大阪には仕事帰りに通える都心の坐禅会があり、奈良には国宝の禅室で坐る特別な夜の体験があり、和歌山には熊野の自然のなかで坐禅とサウナを組み合わせる新しい場所まであります。府県ごとに、坐禅体験の性格がはっきり違うのが関西の面白さだと思っています。

この記事では、関西で坐禅(ざぜん)体験ができるお寺を、京都・大阪・奈良・兵庫・滋賀・和歌山の2府4県に分けて整理しました。京都・大阪・奈良にはそれぞれ詳しい記事も用意しているので、この記事を入口にして、気になった府県の詳細へ進んでいただけます。「近場で通う」も「旅と組み合わせる」も、目的に合わせて選べるようにまとめています。

なお「座禅」と書かれることもありますが、お釈迦様が屋根のない場所で坐禅をしたことから、本来はまだれ(屋根)のつかない「坐禅」が正しい表記とされています。この記事では「坐禅」に統一しますが、なじみのある「座禅」も同じ意味と考えてください。
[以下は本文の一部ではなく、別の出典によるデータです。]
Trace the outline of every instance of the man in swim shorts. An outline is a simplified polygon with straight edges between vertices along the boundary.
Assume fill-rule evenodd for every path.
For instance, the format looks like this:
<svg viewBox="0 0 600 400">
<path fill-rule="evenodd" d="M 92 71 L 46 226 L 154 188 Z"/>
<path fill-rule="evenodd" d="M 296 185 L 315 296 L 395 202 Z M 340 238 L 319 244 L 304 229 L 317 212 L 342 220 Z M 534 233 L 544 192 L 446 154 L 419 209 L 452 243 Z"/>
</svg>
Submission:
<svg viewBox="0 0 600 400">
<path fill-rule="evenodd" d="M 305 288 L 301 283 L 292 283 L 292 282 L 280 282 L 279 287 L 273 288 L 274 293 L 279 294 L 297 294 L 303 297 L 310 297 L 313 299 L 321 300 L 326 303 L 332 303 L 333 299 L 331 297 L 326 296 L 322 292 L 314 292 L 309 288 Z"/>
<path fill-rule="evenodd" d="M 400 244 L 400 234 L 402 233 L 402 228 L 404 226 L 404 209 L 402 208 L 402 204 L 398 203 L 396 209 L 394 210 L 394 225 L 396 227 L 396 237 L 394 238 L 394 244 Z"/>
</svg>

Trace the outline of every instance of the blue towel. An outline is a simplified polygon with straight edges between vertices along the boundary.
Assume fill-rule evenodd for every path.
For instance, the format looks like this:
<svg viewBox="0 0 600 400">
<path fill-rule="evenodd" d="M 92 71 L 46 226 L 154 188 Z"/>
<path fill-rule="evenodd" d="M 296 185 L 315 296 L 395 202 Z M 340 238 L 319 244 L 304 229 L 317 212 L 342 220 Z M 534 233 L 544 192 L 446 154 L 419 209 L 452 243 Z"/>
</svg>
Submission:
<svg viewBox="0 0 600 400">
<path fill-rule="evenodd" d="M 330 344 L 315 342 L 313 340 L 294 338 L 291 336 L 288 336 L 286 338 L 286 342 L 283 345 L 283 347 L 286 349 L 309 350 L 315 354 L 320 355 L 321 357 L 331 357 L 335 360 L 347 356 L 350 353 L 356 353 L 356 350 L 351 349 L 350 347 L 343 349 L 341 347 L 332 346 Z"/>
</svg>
掲載情報は各寺院の公式サイト・予約サイトをもとに確認したものです(情報確認日:2026年7月)。開催日程・料金は変更になる場合があるため、参加前に必ず各寺院にご確認ください。

この記事でわかること
  • 関西2府4県それぞれの坐禅体験の特徴と選び方
  • 京都・大阪・奈良の定番エリアと詳細記事への入口
  • 和歌山・滋賀・兵庫(その他エリア)の穴場の坐禅体験
  • 高野山の阿字観など「坐禅とは少し違う瞑想」との違い
目次

関西の坐禅体験——まず「どの府県で坐るか」から

関西は範囲が広く、府県ごとに坐禅体験の色が違います。いきなりお寺を1つずつ探すよりも、「どの府県で、どんな坐禅をしたいか」から入ると決めやすくなります。まずは目的と府県の早見表を作りました。気になる府県が見つかったら、その見出しへ進んでください。

こんな人におすすめの府県・エリア
禅の本場で、観光と組み合わせたい京都(勝林寺・南禅寺など15寺院)
都心で通いやすい坐禅会を探したい大阪(天王寺・梅田周辺の8寺院)
世界遺産・国宝で特別な体験がしたい奈良(元興寺の国宝禅室・夜の座禅)
自然のなかで非日常を味わいたい和歌山(熊野・大泰寺の坐禅×サウナ)
庭園の名刹で静かに坐りたい滋賀(米原・青岸寺の坐禅会)
1泊して心身を整えたい和歌山(高野山の宿坊)/奈良(信貴山)

わたし自身は写経のほかに、機会があるときに坐禅を体験したり、家ではたまに坐禅をしています。だからこそ思うのですが、関西はなかなか興味深く「本格的な禅の道場」から「観光ついでの気軽な体験」まで幅が広く、自分のペースに合う場所が必ず見つかるエリアです。まずは通いやすい府県か、旅で行きたい土地から選んでみてください。


【京都・大阪・奈良】禅の本場と主要都市

まずは坐禅会の数も多く、情報も揃っている京都・大阪・奈良から。それぞれ性格が違うので、代表的なお寺を挙げながら、詳しい記事への入口としてご案内します。

京都——臨済禅の本場、観光と組み合わせる坐禅体験

関西、いえ日本の坐禅体験の本場といえば、やはり京都です。建仁寺・南禅寺・妙心寺・大徳寺・天龍寺といった臨済宗の大本山が集まり、その塔頭(たっちゅう)寺院でも坐禅体験ができます。観光と組み合わせやすいのも京都ならではの魅力です。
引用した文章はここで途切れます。